Non poteva che partire nei pressi dell’Hotel Giardino Verdi di Riva il percorso pensato dai satini per rievocare e far conoscere al grande pubblico la storia della propria sezione della Società degli Alpinisti Tridentini: dalle escursioni all’alpinismo, dalla nascita dei rifugi alla cura dei sentieri, fino a quel legame tra lago e montagna che da sempre caratterizza la Sat rivana. È proprio lì, infatti, che tutto ebbe inizio il 24 marzo 1926 e che oggi, nel giardino antistante, è stato collocato il primo dei dieci totem di un percorso urbano da vedere e ascoltare.

«Abbiamo voluto raccontare il nostro centenario portandolo nelle piazze di Riva – ha spiegato il presidente della Sat di Riva Michele Mandelli –. L’installazione è un invito a camminare lungo le tappe che raccontano la nostra storia.

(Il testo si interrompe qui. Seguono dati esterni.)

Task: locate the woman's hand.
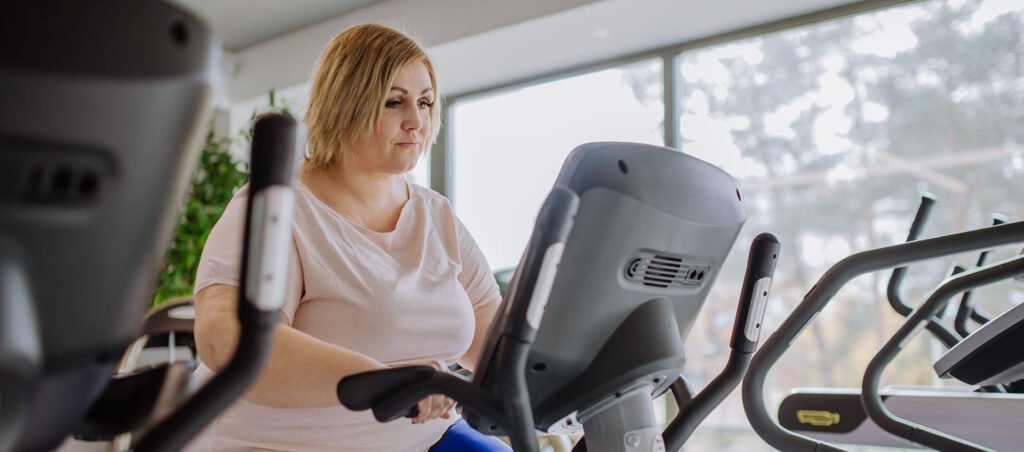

Non troverete date, ma nomi e volti di persone che hanno dedicato il proprio tempo alla Sat e alla comunità, creando rifugi, aprendo e mantenendo puliti e sicuri sentieri e accompagnando sempre più giovani». I totem, al pari di un sentiero di montagna, costituiscono così dei ponti ideali tra passato e futuro, che connettono persone diverse, invitandole a conoscere più da vicino – e magari a unirsi a – un gruppo che, con i suoi oltre mille iscritti, è una comunità intrecciata a doppio filo con la vita della città che ne è sede. «Il 1926 – ha ricordato il sindaco di Riva e satino di lungo corso, Alessio Zanoni – fu un anno cruciale per Riva, perché nacquero la Sat, l’Apt e l’Agraria. Tutte realtà che, seppur in modi differenti, hanno plasmato la nostra comunità». La Sat, in particolare, si è distinta attraverso il volontariato, «vero cuore pulsante di ogni società». Ed è proprio da questo spirito e da questo lavoro corale che nascono l’iniziativa e il suo frutto: tante piccole opere d’arte disseminate lungo le vie e le piazze della città, divenuta un vero e proprio museo a cielo aperto.

Bailoni Serramenti ha donato le lastre di vetro e Grafica 5 vi ha stampato immagini e materiali provenienti dagli archivi della Sat. Il risultato richiama in ogni elemento il paesaggio alpino. «Abbiamo voluto utilizzare il linguaggio della montagna – ha spiegato Pierluca Malcotti, architetto e ideatore delle installazioni –. Alla base ci sono gli omini di pietra che, lungo i sentieri, indicano la strada a chi viene dopo; il larice richiama i profili dei monti, mentre il vetro evoca l’acqua del Garda, l’aria pura dell’alta quota e, nella sua fragilità, quella di questi magnifici paesaggi». Ma il percorso, oltre che da vedere, è anche da ascoltare. Ciascuna installazione è infatti accompagnata da un QR code che permette di accedere a uno dei dieci podcast raccontati dalla voce di Lorenzo Caviglia dell’Associazione Teatrale Universitaria e costruiti a partire dalla ricerca storica condotta da Mauro Grazioli negli archivi cartacei e fotografici della sezione. Lo sguardo, però, non è rivolto soltanto al passato. Dai Giardini Verdi il percorso si dipana attraverso Largo Medaglia d’Oro, il Palavela, i Giardini di Porta Orientale, piazza Garibaldi, il Parco del Brolio, piazza delle Erbe, piazza Catena e Porta San Marco-via Fiume, per approdare infine all’Inviolata con una tappa dedicata al futuro: alle donne e alle nuove energie chiamate a scrivere il prossimo capitolo della sezione. Perché, come un sentiero di montagna, anche questo itinerario non serve soltanto a ricordare i passi di chi è venuto prima, ma a indicare la strada a chi verrà dopo.